2. See if the middle term is less or more than the term we are searching for. If the middle term is more than the number we are searching for, then that number must be to the left of the middle term, If the middle term is less than the number we are searching for, then that number must be to the right of the middle term.

3. If the middle term is more, then we perform binary search on the left part of the array by repeating the same procedure, by first moving to the middle term and then searching again, if the term is to the right or left. If it’s less, then we do the same for the right part of the array.

So, all we are doing is taking benefit of the sorted property to search in less time-consuming manner.

But, how much less time-consuming?

Lets, look once again at what are you doing, (Suppose that the array in which we search has ‘n’ elements!)

At every step, We are throwing away half of the remaining array.

Hence, The Number of times we actually iterate over something would at most be the same as the power of 2, which is equal to n.

Therefore, We do log₂n operations at most so, our efficiency is O(log₂n).

You may find vizualizations of both Linear Search as well as Binary Search and Compare at : https://goo.gl/Vmj9iV .

NOTE: There are more than a few notations of representing efficiency.
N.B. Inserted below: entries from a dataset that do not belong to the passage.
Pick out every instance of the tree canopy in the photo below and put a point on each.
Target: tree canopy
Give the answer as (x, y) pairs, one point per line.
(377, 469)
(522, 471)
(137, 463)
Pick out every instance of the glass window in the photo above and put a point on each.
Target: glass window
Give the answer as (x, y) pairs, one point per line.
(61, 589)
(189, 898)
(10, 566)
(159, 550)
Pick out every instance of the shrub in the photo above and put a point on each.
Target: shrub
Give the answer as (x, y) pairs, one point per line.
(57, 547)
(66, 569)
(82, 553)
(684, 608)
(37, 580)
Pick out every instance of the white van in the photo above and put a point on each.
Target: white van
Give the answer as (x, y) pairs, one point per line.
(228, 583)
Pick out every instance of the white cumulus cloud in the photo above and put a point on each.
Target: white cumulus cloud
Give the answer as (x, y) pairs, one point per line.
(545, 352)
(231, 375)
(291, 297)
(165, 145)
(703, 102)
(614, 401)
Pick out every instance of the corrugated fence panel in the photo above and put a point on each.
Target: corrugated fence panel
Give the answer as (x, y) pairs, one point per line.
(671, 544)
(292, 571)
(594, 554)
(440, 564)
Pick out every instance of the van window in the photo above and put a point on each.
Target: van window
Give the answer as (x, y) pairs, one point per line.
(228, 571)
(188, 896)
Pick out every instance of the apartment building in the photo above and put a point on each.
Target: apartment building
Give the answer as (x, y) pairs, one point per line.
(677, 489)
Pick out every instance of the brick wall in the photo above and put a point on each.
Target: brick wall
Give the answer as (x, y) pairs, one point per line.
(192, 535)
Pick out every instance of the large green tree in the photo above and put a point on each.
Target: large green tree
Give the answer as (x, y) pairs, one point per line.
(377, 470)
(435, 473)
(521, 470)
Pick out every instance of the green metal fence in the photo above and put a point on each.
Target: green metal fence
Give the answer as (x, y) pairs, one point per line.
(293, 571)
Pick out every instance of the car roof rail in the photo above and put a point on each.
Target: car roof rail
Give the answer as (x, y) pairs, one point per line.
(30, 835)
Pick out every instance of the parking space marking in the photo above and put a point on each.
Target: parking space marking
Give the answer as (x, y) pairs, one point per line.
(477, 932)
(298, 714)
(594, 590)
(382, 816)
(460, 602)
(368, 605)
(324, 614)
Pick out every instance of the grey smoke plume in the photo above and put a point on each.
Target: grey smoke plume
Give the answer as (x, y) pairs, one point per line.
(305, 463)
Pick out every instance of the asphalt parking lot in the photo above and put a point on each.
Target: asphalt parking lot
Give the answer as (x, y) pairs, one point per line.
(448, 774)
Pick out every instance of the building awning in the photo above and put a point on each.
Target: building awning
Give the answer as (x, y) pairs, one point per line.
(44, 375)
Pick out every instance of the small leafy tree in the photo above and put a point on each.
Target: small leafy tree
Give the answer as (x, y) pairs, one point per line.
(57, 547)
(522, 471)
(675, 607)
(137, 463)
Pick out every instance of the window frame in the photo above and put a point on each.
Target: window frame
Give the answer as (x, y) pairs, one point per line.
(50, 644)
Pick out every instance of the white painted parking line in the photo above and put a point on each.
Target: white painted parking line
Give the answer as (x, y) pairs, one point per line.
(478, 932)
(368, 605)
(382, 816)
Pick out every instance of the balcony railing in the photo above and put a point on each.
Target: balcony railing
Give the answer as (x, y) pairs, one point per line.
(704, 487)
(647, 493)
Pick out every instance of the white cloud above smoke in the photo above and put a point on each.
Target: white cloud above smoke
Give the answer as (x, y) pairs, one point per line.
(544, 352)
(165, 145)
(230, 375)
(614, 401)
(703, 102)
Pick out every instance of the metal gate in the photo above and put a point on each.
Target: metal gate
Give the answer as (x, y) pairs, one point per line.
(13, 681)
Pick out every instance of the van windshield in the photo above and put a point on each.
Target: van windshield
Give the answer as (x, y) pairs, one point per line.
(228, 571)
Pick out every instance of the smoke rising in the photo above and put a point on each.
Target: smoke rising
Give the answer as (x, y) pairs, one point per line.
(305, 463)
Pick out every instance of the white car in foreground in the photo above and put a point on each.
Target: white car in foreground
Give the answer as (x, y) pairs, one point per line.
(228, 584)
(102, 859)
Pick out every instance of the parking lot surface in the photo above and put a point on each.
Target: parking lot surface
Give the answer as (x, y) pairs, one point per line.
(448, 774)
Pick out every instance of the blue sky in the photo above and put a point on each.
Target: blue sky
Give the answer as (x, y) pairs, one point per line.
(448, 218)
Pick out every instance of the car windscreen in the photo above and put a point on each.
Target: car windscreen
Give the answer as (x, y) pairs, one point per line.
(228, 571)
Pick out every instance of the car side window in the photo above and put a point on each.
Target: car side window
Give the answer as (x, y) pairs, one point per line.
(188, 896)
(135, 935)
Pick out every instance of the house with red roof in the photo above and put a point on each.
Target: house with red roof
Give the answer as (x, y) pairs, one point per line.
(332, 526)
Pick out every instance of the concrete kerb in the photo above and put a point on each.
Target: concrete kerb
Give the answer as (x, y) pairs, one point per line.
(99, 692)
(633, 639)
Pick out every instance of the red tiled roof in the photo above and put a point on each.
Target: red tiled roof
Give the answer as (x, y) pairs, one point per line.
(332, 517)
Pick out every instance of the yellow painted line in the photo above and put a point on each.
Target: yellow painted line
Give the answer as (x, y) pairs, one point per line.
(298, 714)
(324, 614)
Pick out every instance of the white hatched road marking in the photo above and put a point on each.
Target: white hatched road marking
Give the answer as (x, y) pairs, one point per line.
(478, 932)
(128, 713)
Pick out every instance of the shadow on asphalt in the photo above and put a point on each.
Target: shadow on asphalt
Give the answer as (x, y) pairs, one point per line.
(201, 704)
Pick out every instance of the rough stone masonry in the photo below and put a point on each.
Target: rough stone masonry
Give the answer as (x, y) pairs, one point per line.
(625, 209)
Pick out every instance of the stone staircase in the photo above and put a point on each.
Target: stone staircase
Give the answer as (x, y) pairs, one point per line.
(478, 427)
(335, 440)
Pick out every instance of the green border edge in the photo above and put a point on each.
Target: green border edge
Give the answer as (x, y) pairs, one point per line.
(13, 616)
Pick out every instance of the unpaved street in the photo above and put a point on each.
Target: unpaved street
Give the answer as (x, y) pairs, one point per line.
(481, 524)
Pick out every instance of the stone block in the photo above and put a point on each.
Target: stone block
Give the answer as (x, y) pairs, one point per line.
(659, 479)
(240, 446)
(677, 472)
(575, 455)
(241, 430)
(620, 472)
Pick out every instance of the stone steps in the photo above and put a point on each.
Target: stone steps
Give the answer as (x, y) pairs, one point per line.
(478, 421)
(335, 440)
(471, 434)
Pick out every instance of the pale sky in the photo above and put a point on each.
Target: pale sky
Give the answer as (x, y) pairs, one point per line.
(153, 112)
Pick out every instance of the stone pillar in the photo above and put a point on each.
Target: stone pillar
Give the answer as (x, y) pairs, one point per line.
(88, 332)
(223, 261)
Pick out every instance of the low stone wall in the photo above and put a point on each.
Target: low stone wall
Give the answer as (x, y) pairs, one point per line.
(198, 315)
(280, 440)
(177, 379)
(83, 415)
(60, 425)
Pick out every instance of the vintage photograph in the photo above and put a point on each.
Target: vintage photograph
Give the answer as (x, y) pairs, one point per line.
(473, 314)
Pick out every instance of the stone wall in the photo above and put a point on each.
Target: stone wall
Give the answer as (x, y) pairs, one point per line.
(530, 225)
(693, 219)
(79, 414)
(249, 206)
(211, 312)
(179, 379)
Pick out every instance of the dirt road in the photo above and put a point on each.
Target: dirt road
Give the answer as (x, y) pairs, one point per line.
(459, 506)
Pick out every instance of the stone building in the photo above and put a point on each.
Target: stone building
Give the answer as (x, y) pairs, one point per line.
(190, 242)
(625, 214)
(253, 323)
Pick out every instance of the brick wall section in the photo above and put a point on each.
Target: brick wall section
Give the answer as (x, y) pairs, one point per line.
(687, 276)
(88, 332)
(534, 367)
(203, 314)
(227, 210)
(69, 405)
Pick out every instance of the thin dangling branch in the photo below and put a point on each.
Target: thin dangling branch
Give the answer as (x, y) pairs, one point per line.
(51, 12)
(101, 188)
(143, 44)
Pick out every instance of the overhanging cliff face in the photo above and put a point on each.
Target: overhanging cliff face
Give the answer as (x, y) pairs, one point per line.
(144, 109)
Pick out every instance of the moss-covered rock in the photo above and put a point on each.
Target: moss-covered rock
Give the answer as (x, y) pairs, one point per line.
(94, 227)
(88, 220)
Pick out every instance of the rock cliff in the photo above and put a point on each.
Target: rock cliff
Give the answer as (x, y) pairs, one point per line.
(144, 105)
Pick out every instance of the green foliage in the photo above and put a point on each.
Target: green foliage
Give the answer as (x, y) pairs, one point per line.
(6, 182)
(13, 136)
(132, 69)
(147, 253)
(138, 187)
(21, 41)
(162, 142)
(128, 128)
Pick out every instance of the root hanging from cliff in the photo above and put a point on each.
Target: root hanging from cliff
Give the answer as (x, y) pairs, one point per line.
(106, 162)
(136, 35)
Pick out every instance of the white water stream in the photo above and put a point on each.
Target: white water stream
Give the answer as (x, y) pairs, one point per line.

Here’s a piece of code with actual implementation of Binary Search in C++:

#include <iostream>

using namespace std;

int binarySearch(int arr[], int l, int r, int x)

{

  while (l <= r)

  {

    int m = l + (r-l)/2;

    // Check if x is present at mid

    if (arr[m] == x){

        return m; 

    }

    // If x greater, ignore left half 

    if (arr[m] < x) {

        l = m + 1;

    }

    // If x is smaller, ignore right half

    else {

         r = m - 1;

     }

  }

  // if we reach here, then element was not present

  return -1;

}

int main(){

            int n;

            cin>>n;

            int arr[n];

            for(int i = 0;i<n;i++){

                        cin>>arr[i];

            }

            int Tofind;

            cout<<”Enter the Number you’d like to find:”<<endl

            cin>>Tofind;

            int z = binarySearch(arr,0,n-1,Tofind);

            if(z==-1){

                        cout<<”The Number wasn’t found!”

}else{

            cout<<”The Number was found at the following position: ”<<z<<endl;

}

}

Exercise

Try re-implementing Binary Search in C++ yourself without copy-pasting or looking at it!